Some parents lack the skills to encourage educational activities
like reading and puzzles at home, and their children often enter
kindergarten at a disadvantage. Sarah E. Walzer ’82 is trying
to give these youngsters a better start.
As executive director of the Parent-Child Home Program based in
Port Washington, N.Y., Walzer oversees an international nonprofit
organization that partners with community-based agencies to identify
at-risk 2- and 3-year-olds and visit their families at least twice
a week for two years. Trained paraprofessionals bring books and
toys into the families’ homes and show the parents how to
build literacy and language skills by reading to, conversing with,
and playing with their children. The paraprofessionals work alongside
parents, stimulating the parents’ minds so they will then
arouse their children’s imaginations.
“The biggest tragedy is that millions of children enter
kindergarten without ever having been read a book,” says Walzer,
a Woodrow Wilson School major. “The goal is to bridge the
achievement gap for low-income families by empowering parents to
see themselves as their children’s first and foremost teachers,
and to have the confidence to be their kids’ advocates in
school.”
A Harvard Law School graduate, Walzer joined the organization
after various stints on Capitol Hill, including working for the
Clinton administration.
“When I left Washington, I was hoping to move from being
a policy person who never got to see anything implemented to actually
getting my hands on a program, growing it, and seeing the results,”
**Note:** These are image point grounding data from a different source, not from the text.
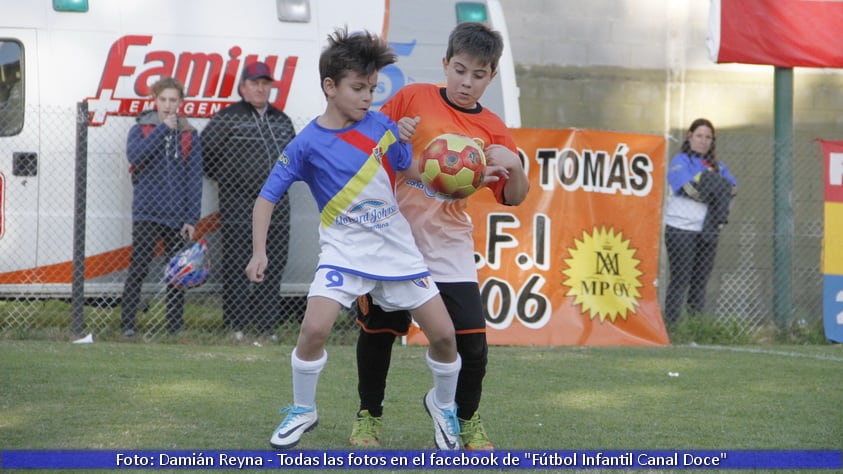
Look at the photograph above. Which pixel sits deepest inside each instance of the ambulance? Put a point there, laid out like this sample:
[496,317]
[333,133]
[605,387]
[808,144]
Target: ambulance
[75,73]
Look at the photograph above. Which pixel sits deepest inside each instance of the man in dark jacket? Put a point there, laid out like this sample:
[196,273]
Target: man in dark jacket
[241,144]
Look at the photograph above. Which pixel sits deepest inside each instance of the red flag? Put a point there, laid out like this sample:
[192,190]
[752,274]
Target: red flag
[784,33]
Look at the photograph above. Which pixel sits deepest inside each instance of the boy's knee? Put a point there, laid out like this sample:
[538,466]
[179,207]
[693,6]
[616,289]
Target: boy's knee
[473,347]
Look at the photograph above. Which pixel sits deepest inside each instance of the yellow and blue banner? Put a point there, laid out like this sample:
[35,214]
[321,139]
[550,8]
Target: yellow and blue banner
[832,251]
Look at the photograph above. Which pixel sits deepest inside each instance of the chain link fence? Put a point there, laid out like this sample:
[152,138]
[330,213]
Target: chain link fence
[69,195]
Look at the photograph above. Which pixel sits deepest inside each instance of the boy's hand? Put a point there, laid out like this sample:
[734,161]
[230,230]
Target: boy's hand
[407,127]
[504,163]
[255,269]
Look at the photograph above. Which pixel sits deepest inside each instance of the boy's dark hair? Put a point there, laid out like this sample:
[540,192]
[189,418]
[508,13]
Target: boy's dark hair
[167,83]
[361,52]
[476,40]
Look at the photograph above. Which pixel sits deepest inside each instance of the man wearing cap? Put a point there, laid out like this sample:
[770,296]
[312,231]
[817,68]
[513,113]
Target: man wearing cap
[241,144]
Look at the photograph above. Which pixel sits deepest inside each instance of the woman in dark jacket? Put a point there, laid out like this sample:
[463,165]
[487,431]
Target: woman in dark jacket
[165,158]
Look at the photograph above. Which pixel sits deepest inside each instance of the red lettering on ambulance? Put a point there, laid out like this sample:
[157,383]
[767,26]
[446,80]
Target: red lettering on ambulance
[204,75]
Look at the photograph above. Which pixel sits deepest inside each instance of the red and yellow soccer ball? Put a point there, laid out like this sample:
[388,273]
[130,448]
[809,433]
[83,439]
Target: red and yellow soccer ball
[452,165]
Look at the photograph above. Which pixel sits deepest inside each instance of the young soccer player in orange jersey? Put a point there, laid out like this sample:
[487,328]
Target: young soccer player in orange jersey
[442,229]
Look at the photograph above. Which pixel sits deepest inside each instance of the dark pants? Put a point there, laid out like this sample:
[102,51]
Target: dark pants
[145,236]
[690,259]
[374,348]
[245,303]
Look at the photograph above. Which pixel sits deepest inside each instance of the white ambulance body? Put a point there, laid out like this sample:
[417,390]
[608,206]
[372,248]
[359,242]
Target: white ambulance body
[107,54]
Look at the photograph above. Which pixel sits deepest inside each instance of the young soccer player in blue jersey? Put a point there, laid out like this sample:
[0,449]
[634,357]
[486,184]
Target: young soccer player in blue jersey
[348,156]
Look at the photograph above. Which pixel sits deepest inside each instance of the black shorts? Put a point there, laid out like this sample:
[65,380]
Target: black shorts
[461,299]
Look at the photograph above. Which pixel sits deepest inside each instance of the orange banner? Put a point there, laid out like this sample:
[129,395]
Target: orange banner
[577,262]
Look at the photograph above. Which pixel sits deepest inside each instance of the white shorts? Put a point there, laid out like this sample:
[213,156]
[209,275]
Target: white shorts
[391,295]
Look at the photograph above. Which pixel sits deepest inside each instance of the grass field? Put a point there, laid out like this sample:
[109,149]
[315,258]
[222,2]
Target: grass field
[111,395]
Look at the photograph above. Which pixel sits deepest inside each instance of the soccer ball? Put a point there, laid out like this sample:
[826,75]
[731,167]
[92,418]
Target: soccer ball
[452,165]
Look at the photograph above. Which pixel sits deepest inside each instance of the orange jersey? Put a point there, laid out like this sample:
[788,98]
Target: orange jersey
[441,227]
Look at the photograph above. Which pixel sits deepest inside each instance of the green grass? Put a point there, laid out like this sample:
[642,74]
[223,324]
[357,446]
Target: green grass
[110,395]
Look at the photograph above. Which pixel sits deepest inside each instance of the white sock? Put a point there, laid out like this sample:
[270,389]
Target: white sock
[305,376]
[445,375]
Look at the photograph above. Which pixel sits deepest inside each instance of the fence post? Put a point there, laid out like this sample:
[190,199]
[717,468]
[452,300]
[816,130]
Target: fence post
[783,195]
[79,214]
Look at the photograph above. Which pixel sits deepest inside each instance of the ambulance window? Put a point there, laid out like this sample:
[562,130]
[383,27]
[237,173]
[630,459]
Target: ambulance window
[11,88]
[293,11]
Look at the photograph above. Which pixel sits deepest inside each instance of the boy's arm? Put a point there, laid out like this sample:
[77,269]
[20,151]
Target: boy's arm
[261,215]
[504,162]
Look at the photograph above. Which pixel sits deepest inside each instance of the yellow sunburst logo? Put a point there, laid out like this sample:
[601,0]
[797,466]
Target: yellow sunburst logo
[603,275]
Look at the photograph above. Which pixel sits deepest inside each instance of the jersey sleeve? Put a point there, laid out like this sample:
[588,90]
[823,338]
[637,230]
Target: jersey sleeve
[284,173]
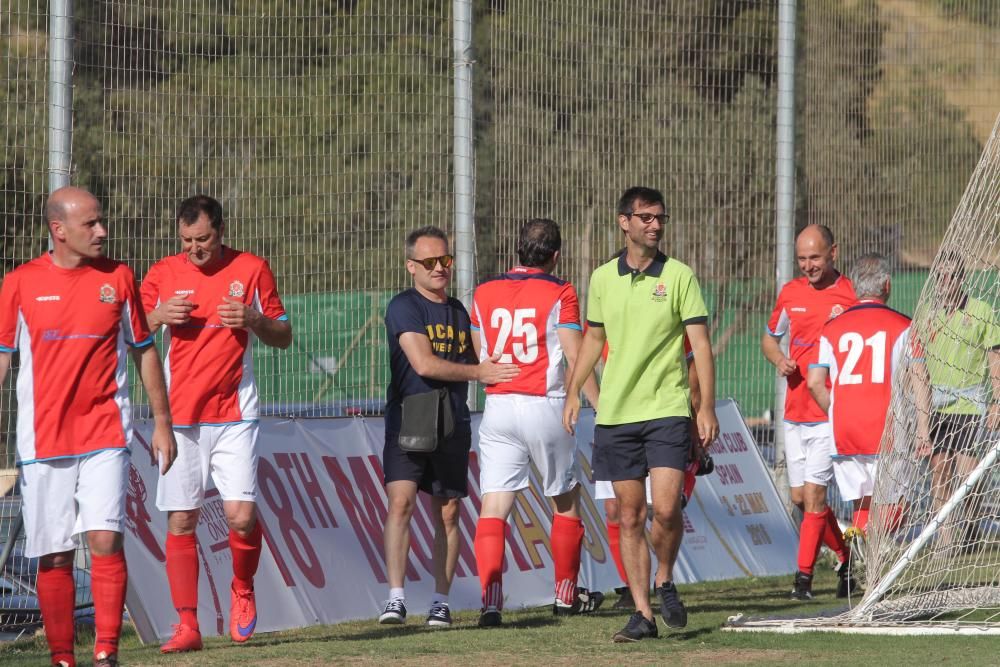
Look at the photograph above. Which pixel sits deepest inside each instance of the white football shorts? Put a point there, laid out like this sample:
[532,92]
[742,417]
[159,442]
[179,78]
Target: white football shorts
[62,498]
[855,475]
[809,453]
[519,430]
[227,452]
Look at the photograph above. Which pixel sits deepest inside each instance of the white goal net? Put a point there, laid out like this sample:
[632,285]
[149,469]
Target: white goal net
[931,559]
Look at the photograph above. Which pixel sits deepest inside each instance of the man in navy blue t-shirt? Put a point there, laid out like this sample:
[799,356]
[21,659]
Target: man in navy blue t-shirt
[430,347]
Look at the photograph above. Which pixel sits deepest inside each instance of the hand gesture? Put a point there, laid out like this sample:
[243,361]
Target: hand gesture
[571,411]
[786,367]
[175,311]
[164,448]
[235,314]
[492,372]
[708,425]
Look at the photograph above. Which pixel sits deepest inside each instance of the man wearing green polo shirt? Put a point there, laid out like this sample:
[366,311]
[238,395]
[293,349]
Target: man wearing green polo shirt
[642,303]
[962,353]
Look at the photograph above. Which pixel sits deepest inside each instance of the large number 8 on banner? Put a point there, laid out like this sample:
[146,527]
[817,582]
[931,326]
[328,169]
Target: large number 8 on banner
[518,326]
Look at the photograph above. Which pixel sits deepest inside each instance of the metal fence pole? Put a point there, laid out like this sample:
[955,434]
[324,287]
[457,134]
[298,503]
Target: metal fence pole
[465,239]
[785,209]
[60,92]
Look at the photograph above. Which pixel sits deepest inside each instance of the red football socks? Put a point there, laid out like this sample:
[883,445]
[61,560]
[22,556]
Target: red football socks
[833,537]
[810,536]
[57,598]
[860,520]
[182,574]
[246,555]
[614,543]
[489,546]
[108,580]
[567,538]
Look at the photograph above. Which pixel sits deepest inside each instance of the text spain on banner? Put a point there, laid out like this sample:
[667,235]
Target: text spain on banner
[322,506]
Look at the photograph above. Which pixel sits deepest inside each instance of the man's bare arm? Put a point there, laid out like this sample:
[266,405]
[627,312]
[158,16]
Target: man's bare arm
[771,346]
[571,340]
[147,362]
[816,381]
[704,362]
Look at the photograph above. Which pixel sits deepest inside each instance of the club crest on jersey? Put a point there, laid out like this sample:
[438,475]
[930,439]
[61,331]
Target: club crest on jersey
[107,294]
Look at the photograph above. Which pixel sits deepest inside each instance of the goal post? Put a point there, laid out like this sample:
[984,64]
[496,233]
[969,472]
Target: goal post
[931,556]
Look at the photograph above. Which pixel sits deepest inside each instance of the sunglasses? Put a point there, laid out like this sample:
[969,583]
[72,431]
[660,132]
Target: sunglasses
[647,218]
[430,262]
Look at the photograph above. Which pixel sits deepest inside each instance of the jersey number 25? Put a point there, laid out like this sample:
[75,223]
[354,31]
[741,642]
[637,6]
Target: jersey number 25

she says. Walzer is involved in outreach, research, advocacy, identifying
public and private funding, looking for new partners, and evaluating
programs.
When Walzer took over the organization’s reins in 1997,
the group served about 1,000 families a year at 38 sites in the
United States. Today the agency serves more than 6,000 families
a year at 156 sites throughout the United States and in Ireland,
Holland, Canada, and Bermuda. A study that the Parent-Child Home
Program carried out with a low-income school district in Pittsfield,
Mass., followed the program’s children after they had entered
kindergarten to see how the early preparation affected their schooling.
The study found that their 84 percent graduation rate was equal
to the national graduation rate for middle-class students, 20 percentage
points higher than for low-income students nationally, and 30 percentage
points higher than the graduation rate of the control group in the
community.
Another testament to the organization is the fact that about one-third
of its paraprofessionals were once clients, either as parents or
children. One former client, Julian Gomez, is now Walzer’s
boss, as a board member. When he joined the program as a preschooler
in White Plains, N.Y., he was a recent Colombian immigrant who spoke
mostly Spanish at home, but he gained confidence in himself and
his ability in English, and remembers feeling ready for kindergarten
because of the program. Gomez is now a lawyer in New York City,
while his mother went back to school and became a housing advocate.